Nach Angaben der GNR nutzen kriminelle Netzwerke zunehmend ausgeklügelte Online-Betrugsmaschen, um sich unrechtmäßige finanzielle Gewinne zu verschaffen, persönliche Daten und Bankdaten zu stehlen sowie Geräte mit Malware zu infizieren.
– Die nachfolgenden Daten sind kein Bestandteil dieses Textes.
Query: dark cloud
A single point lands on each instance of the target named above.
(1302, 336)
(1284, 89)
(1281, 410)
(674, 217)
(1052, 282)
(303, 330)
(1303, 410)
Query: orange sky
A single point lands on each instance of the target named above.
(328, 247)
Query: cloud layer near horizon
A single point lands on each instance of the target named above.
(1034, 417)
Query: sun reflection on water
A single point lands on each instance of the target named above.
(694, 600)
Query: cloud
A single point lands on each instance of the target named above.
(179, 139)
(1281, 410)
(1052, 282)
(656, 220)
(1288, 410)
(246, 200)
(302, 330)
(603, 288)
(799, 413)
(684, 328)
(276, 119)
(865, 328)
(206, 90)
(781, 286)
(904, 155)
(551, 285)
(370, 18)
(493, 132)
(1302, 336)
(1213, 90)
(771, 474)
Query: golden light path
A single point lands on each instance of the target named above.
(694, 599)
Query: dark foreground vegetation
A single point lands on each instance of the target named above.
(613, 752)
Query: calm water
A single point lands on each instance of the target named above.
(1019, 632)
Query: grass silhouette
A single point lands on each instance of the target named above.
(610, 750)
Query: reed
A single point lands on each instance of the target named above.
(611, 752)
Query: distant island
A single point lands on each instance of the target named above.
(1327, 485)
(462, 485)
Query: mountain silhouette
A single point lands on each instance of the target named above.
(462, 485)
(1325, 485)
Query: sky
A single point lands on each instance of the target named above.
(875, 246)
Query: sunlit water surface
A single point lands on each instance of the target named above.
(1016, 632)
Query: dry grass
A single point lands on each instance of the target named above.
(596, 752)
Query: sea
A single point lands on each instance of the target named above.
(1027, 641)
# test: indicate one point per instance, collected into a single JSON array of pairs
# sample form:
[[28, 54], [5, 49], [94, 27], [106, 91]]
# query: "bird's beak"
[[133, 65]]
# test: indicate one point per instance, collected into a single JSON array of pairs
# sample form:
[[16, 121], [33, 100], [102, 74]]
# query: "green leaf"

Die Behörden gehen davon aus, dass diese Aktivitäten im Verlauf des Wettbewerbs noch zunehmen werden.

Diese Warnung erfolgt vor dem Hintergrund eines starken Anstiegs von Websites mit FIFA-Bezug: Zwischen Januar und Mai dieses Jahres wurden weltweit mehr als 13.000 Domains registriert, von denen etwa 8,8 Prozent als bösartig oder verdächtig eingestuft wurden.

Kriminelle Taktiken

Die GNR erklärte, dass Betrüger in der Regel auf drei Taktiken zurückgreifen: Sie erzeugen ein falsches Gefühl der Dringlichkeit und überzeugen die Opfer davon, sofort handeln zu müssen, um sich eine exklusive Gelegenheit zu sichern; sie geben sich über überzeugende Websites, E-Mails und Social-Media-Inhalte als seriöse Organisationen aus; und sie versuchen, Geld oder sensible persönliche und finanzielle Informationen über schwer nachverfolgbare Zahlungsmethoden oder betrügerische Datenerfassungsformulare zu erlangen.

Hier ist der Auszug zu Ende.